I’m writing a Python CSS-selector library that allows one to write these kinds of expressions in Python as a pet project. The goal of the library is to represent selectors in a flat, intuitive and interesting way; all valid syntax defined by the Selectors Level 4 Draft must be supported, in one way or another.

# lorem|foo.bar[baz^="qux"]:has(:invalid)::first-line
selector = (Namespace('lorem') | Tag('foo')) 
           .bar 
           # Can also be written as [Attribute('baz').starts_with('qux')]
           [Attribute('baz', '^=', 'qux')] 
           # '>>' is used instead of ' '.
           [:'has', (Selector.SELF >> PseudoClass('invalid'),)] 
           [::'first-line']

Here’s how the hierachy looks like (/ signifies an alias, () mixin superclasses):

Selector(ABC)  # Enum too?
├── PseudoElement
├── ComplexSelector(Sequence[CompoundSelector | Combinator])
├── CompoundSelector(Sequence[SimpleSelector])
├── SimpleSelector
│   ├── TypeSelector / Tag
│   ├── UniversalSelector
│   ├── AttributeSelector / Attribute
│   ├── ClassSelector / Class
│   ├── IDSelector / ID
│   └── PseudoClass
├── SELF / PseudoClass('scope')
└── ALL / UniversalSelector()

Combinator
├── ChildCombinator: '__gt__' / '>'
├── DescendantCombinator: '__rshift__' / '>>'
├── NamespaceSeparator: '__or__' / '|'
├── NextSiblingCombinator: '__add__' / '+'
├── SubsequentSiblingsCombinator: '__sub__' / '-'
└── ColumnCombinator: '__floordiv__' / '//'

This design has some disadvantages:

  • The replacements of combinators:

    • Descendant combinator ( ) → right shift (>>)
    • Column combinator (||) → floor division (//)
    • Subsequent-siblings combinator (~) → minus/subtract (-)

    >> and // are currently not valid combinators, but may be in the future.
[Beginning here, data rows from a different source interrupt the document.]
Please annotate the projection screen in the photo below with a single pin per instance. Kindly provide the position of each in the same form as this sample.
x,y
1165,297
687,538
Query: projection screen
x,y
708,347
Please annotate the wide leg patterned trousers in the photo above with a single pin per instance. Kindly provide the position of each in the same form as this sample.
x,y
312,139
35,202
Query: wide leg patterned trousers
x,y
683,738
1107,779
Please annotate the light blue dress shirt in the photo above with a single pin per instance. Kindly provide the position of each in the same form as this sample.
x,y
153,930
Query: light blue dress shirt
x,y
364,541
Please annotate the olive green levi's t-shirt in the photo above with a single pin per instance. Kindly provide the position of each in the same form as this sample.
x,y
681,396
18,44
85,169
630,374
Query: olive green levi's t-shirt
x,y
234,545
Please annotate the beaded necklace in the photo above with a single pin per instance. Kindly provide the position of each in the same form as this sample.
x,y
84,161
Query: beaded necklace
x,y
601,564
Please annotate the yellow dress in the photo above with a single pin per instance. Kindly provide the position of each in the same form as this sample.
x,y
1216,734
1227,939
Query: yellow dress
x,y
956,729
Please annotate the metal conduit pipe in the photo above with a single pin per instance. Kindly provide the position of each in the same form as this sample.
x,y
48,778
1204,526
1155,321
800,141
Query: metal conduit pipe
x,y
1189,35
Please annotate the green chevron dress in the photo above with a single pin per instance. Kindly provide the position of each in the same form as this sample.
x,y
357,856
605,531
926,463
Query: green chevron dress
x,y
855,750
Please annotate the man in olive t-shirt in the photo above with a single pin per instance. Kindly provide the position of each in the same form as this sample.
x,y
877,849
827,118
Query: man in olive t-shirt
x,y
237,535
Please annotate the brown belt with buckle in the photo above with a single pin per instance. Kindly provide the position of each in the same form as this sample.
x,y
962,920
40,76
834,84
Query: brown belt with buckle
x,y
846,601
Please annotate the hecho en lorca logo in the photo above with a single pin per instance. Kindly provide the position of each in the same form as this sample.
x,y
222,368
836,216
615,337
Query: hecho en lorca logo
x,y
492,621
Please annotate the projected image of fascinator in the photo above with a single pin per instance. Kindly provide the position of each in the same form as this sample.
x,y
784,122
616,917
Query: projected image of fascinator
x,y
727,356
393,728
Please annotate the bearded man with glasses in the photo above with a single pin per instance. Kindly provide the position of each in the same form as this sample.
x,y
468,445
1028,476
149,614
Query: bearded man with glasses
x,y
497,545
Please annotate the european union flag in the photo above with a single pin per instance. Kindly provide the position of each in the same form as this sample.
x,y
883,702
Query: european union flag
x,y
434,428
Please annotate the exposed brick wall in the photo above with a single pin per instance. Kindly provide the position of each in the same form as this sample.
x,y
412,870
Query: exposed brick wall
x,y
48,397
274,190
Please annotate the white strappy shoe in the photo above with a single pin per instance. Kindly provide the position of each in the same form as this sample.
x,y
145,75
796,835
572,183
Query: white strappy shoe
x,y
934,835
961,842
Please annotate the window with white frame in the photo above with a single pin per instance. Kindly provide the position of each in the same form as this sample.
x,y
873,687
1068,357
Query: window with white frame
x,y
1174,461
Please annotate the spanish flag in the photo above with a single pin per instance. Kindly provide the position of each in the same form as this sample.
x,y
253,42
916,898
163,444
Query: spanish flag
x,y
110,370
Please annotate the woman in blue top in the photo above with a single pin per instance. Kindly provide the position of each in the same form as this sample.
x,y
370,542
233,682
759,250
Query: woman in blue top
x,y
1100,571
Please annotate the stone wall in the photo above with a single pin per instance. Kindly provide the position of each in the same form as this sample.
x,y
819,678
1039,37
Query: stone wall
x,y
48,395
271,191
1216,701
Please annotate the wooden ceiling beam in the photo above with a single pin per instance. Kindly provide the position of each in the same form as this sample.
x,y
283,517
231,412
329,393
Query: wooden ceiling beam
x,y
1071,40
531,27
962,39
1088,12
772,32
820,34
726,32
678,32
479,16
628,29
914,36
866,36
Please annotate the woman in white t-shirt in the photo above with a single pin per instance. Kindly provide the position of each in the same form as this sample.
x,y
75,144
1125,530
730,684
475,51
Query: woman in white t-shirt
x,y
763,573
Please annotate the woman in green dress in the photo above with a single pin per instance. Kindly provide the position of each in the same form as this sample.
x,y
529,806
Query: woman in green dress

The last is much safer, since - is already considered a valid character for <ident-token>s.

  • Functional pseudo-classes needs a comma between its name (a string/non-callable) and its arguments (a tuple):

    • [:'where', (Class('foo'), Class('bar'))]

Those disadvantages might need to be considered while modifying the design around the limitations:

  • HTML classes with hyphens cannot be added with Python dotted attribute syntax (.foo-bar); not to mention, this also means that any classes that implement this syntax using __getattr__/__getattribute__ won’t be able to have any methods.
  • Currently there is no way to add an ID in the middle of a compound selector. Since Python doesn’t have a # operator I’m at a loss. I have thought about overloading __call__ but Tag('foo').bar('baz') or Tag('foo')[Attribute('qux')]('baz') would look too much like a normal method call.

How should I go about working around these limitations?

5

Because Python has very different syntax and semantics from CSS selectors, I think these problems will only get worse. You’ll end up with something that doesn’t look like CSS does and something that doesn’t work like Python usually does. Therefore I would like to propose a different way of approaching the syntax.

CSS selectors are mostly a linear combination of simple selectors and combinators. I would suggest using that, and representing something like ns|p a:link as something like Tag('p', namespace='ns') + Descendant() + Tag('a') + PseudoClass('Link').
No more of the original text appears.